14.           Related Party Transactions

The Company paid fees to a software consulting firm (“Consultant”) of $252,000 and $253,000 in fiscal 2010 and 2009, respectively.  All such work performed by the Consultant is the property of the Company.  The Company has hired individuals who were performing work for the Company on behalf of the Consultant, and during fiscal 2007, the Company hired the owner of the Consultant.  An officer of the Company has performed work for the Consultant, including disbursement services, in which funds that were remitted by the Company to the Consultant were subsequently transferred to a company controlled by the officer to distribute such funds to appropriate vendors.  The Company officer received fees from the Consultant of $55,000 and $60,000 in fiscal 2010 and 2009, respectively.  Total funds paid to the Consultant resulted in capitalized internal use software and computer equipment of $90,000 in fiscal 2009 and none in fiscal 2010.  The remaining fees of $162,000 in fiscal 2009 were deemed to be operating costs.
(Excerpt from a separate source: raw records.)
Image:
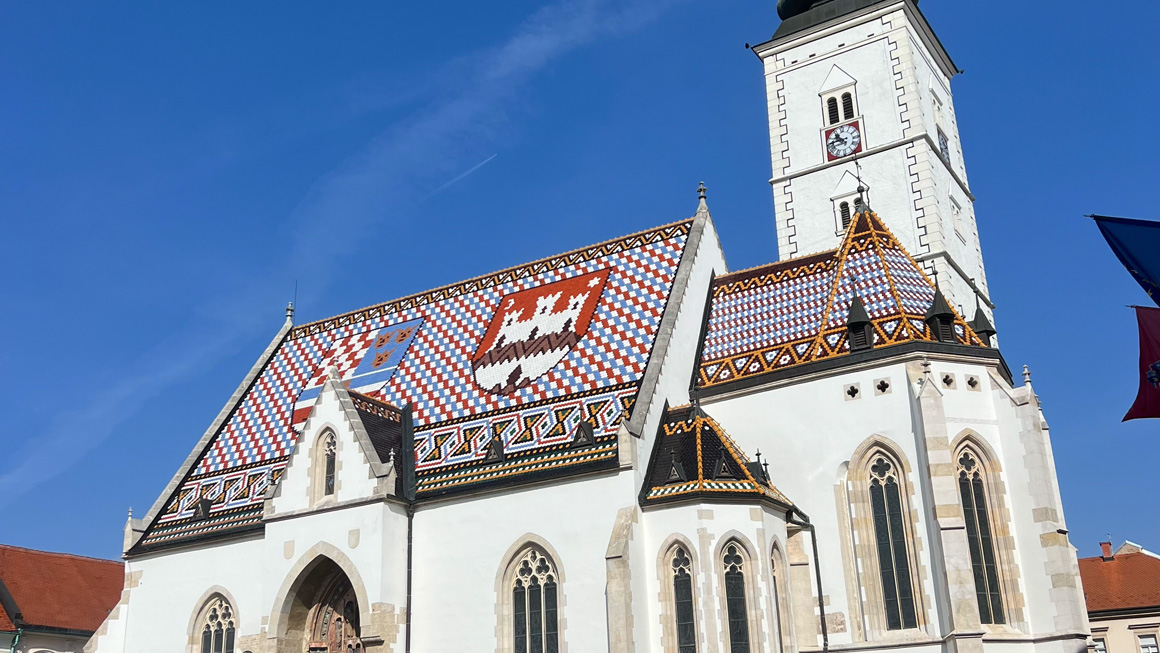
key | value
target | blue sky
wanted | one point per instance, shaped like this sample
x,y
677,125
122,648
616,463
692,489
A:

At November 30, 2010, total unpaid salary owed to the Company’s chief executive officer was $306,339, which was converted into unsecured short-term loans bearing interest at 12%.  Accrued interest on such loans was $31,575 as of November 30, 2010.

Additionally, from December 1, 2009 to November 30, 2010, the Company’s chief executive officer provided funding to the Company in the amount of $342,000.  Of such amount, $188,000 was converted into common stock and $153,000 was provided as unsecured short-term loans bearing interest at 24%.  Accrued interest on such loans was $26,483 as of November 30, 2010.

The Company also owes its chief executive officer $117,764 for unreimbursed business expenses, which are included in the Company’s accounts payable balance.